# PyCon 2017 ETL Workshop

## Table of Contents

* Test Optimizations
* References

In [11]:
import os
import subprocess
import shutil
import sys

ROOT_FOLDER = os.getcwd()
sys.path.append(os.path.join(ROOT_FOLDER, 'src'))

### Test Optimizations

Development turnaround can be shortened by optimizing repeated regression suite runs. In particular, You can avoid recreating a 'clean database' with every individual test case.

For most Always run all your SQLAlchemy tests inside a transaction:
* Provide a session fixture (SQLAlchemy `Session` instance) which is always rolled back.
* Using `.flush()` rather than `.commit()` to "persist" write operations.

This speeds up individual tests.  However, using `.flush()` should not be employed if your test actually needs to verify transaction rollback behavior.

One of the slowest steps is the test database setup.  By introducing a `--keepdb` option to our `pytest` suite, we can force a teamplate test database to be reused by:
* Setting the `base_dir` kwarg to a fixed path in the `testing.postgresql.Postgresql()` constructor.  
* Preventing re-initialization of the Postgres extensions, schemas and tables if the test database did not previously exists

This greatly reduces fixture setup time and allows us to immediately start running tests.  However, it is the responsibility of the developer to remove the test database if the model schema changes or a test accidentally persists a change to the database.

In [19]:
# no optimizations
%timeit -n1 -r3 subprocess.call('pytest src/tests', shell=True)

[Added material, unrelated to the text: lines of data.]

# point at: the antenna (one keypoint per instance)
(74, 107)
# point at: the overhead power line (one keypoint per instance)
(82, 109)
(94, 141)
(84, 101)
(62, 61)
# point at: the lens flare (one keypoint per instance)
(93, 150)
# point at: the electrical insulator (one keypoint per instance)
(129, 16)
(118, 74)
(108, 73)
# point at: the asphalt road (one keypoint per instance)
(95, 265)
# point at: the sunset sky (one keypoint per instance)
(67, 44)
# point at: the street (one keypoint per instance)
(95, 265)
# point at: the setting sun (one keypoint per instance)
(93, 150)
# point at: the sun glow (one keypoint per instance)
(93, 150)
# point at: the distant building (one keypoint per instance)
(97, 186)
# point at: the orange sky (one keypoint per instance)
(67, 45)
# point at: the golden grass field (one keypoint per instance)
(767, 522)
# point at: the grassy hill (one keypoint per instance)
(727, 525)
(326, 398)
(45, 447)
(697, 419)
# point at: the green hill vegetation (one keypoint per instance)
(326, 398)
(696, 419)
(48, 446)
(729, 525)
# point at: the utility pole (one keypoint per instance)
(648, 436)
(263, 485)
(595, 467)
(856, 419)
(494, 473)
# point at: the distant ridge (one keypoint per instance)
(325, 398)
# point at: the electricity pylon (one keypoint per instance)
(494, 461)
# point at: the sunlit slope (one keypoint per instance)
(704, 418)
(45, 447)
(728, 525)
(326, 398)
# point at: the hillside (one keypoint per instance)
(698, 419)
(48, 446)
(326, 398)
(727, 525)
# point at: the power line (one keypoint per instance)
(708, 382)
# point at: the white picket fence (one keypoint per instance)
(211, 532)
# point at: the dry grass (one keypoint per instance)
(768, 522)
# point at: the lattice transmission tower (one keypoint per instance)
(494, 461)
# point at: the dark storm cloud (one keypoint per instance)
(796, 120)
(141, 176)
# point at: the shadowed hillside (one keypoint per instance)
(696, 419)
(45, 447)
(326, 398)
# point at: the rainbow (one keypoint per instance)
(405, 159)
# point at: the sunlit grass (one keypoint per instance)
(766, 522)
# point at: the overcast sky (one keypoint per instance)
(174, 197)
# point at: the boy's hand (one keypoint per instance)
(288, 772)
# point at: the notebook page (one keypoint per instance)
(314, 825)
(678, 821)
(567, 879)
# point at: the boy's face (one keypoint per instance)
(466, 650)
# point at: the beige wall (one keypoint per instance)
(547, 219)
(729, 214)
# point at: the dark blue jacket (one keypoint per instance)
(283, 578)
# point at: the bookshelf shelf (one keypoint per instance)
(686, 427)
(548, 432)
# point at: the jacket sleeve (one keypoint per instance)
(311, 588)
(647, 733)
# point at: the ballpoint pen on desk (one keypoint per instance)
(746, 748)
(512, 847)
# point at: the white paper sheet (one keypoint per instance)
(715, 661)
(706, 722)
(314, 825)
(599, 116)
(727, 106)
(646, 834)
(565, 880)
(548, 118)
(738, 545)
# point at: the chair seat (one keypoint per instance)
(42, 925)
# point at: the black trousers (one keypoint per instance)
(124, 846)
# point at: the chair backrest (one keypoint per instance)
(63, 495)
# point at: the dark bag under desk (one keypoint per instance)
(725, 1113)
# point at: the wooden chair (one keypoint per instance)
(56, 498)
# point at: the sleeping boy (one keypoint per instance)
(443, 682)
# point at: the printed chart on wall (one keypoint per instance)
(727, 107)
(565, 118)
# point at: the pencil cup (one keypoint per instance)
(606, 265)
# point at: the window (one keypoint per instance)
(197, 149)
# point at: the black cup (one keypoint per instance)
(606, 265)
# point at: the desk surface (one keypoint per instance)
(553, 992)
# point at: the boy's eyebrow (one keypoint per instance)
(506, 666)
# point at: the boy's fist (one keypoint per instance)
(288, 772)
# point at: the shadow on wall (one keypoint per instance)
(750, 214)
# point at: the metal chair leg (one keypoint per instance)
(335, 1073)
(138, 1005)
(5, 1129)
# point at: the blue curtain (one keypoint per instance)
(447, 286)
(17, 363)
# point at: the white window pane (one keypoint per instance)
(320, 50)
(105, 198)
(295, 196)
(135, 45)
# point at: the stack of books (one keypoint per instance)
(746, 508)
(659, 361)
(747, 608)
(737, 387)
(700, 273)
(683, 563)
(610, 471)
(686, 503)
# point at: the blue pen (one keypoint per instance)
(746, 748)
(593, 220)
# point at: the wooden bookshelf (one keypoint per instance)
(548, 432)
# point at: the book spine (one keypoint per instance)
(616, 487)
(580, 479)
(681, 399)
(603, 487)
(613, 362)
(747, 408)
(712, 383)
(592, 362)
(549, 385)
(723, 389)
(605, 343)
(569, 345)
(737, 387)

1 loop, best of 3: 2.73 s per loop


In [21]:
# with optimizations
import os
from src.tests.constants import KEEPDB_PATH

# ensure the first run creates the retained folder
testdb_path = os.path.join(ROOT_FOLDER, KEEPDB_PATH)
if os.path.exists(testdb_path):
    shutil.rmtree(testdb_path)

%timeit -n1 -r3 subprocess.call('pytest --keepdb src/tests', shell=True)

1 loop, best of 3: 895 ms per loop


# Extraction

NOTE: To see how SQLAlchemy behaves with Postgres, use the `--debug-sql` option when running the processor.

## Joins

The SQLAlchemy ORM uses lazy loading by default.  For most OLTP queries, this is appropriate as it will not join on associated tables until you access the related model (via the relationship property).

However, for OLAP queries you need to be careful.  The `Submission` model in this workshop sample is related to both `User` and `Form`.  When transforming the response, it accesses the `user` relationship property which will then trigger a separate query.  If there were very few users who created lots of submissions, this would be fine because SQLAlchemy loaded caches model instances by default.  However, we would generally expect that a single user would only make a single submission during a processing interval.  Therefore, both users and submissions may be large.

You can configure SQLAlchemy to always avoid the additional queries by forcing the query to join on the related tables via [eager loading](http://docs.sqlalchemy.org/en/rel_1_1/orm/loading_relationships.html?highlight=joinedload#joined-eager-loading).  This is available in our workshop via the `joined_load` boolean kwarg.

## References

* [pytest](https://docs.pytest.org/en/latest/contents.html)
* Python profiling
    * Timing
        * [Profiling modules](https://docs.python.org/3/library/profile.html)
        * [gprof2dot](https://github.com/jrfonseca/gprof2dot)
    * Memory
        * [memory_profiler](https://github.com/fabianp/memory_profiler)
* [testing.postgres](https://github.com/tk0miya/testing.postgresql)
* [Jupyter Notebook](http://jupyter.org/)
    * [Cell Magics](https://ipython.org/ipython-doc/3/interactive/magics.html#cell-magics)